Sharon LaFraniere of the New York Times has a useful piece explaining Romney's & Obama's differences on trade with China.

With Armaggedon approaching -- or, to borrow from Akhilleus'commentary, a crossing of the Rubicon about to occur at Hofstra -- let us bask in the memory of happier times -- way last week:

Felicia Sonmez of the Washington Post: "The head of a northeast Ohio charity says that the Romney campaign last week 'ramrodded their way' into the group's Youngstown, [Ohio,] soup kitchen so that GOP vice presidential candidate Paul Ryan could get his picture taken washing dishes in the dining hall." ...

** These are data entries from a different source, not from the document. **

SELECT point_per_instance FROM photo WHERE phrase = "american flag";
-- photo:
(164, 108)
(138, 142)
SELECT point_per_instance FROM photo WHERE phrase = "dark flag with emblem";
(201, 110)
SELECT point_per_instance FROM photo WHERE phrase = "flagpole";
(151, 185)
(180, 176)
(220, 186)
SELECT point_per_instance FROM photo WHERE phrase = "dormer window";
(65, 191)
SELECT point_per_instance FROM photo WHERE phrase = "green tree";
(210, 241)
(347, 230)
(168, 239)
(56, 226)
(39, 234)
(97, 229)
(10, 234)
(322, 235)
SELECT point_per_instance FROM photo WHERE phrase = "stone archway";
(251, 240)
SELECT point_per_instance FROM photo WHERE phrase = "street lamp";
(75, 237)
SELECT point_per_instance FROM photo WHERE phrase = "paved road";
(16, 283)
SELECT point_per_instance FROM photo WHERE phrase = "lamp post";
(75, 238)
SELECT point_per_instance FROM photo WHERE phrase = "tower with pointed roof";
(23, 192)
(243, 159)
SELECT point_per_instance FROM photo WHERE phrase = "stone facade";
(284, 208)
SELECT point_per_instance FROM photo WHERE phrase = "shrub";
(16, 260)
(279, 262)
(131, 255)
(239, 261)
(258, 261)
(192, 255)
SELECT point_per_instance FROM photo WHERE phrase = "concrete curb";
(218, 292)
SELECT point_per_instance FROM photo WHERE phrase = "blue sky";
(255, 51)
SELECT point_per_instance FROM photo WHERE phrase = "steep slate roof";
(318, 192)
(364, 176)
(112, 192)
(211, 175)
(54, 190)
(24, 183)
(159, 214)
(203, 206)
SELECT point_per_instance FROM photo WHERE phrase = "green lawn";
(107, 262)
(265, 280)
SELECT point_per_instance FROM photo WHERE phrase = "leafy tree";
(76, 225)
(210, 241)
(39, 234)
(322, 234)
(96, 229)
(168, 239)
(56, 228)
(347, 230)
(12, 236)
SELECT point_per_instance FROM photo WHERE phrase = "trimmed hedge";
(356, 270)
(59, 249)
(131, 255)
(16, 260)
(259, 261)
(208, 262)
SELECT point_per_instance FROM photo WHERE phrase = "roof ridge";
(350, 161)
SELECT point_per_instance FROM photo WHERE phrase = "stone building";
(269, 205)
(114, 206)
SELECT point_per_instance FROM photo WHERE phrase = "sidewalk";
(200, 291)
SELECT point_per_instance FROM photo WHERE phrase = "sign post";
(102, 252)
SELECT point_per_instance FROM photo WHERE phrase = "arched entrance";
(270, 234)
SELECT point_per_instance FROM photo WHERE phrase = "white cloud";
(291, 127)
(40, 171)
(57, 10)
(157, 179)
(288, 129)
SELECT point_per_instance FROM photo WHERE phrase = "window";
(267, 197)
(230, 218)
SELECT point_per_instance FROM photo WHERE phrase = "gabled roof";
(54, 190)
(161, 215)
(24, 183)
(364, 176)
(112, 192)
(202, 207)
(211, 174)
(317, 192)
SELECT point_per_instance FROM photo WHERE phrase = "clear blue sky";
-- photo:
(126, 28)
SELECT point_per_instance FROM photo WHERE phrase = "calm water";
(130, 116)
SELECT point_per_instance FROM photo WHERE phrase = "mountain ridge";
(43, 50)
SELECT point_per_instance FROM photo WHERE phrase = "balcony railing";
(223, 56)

"I keep my good-works photo-op apron crisp & clean by only washing dishes that are already clean."... Um, the dishes didn't need washing. Oh, and there were no people there having soup. Neetzan Zimmerman of Gawker has the pathetically hilarious details. But, hey, Paul Ryan looks really compassionate when he's railroaded press photographers in to take his picture looking compassionate.

Other Stuff

Jackie Calmes of the New York Times: "If he gets another four years in the White House, [President Obama] already has plans to go right back on the campaign trail to build support for his deficit-reduction framework, Democrats say, and administration officials are debating whether Mr. Obama should make some concession to Republicans to spur negotiations." CW: sure sounds familiar, doesn't it? It would be nice if, instead of "building support for his deficit-reduction framework" & "making some concession to Republicans to spur negotiations," Obama took Jon Chait's advice (see link in yesterday Commentariat) & just stuck it to Congressional Republicans, something he would easily be able to do because of the expiration of the Bush tax cuts.

Monetary policy, while highly accommodative by historic standards, may still not have been sufficiently accommodative given the economic circumstances.... With the benefit of hindsight, monetary policy needed to be still more aggressive. -- William Dudley, President of the New York Fed

No shit. -- Constant Weader

A doctor writes to Paul Krugman adding another way that emergency rooms do not care for patients with life-threatening illnesses. CW: Mitt Romney doesn't care if they die. See also Krugman's column linked in yesterday's Commentariat.

Kevin Roose & Joe Coscarelli of New York magazine have a little on Vikram Pandit's ouster as CitiGroup CEO (see today's News Ledes) but not much.

News Ledes

New York Times: "An officer for the Central Intelligence Agency was killed on Saturday in a suicide bombing in southern Afghanistan, American officials said Tuesday."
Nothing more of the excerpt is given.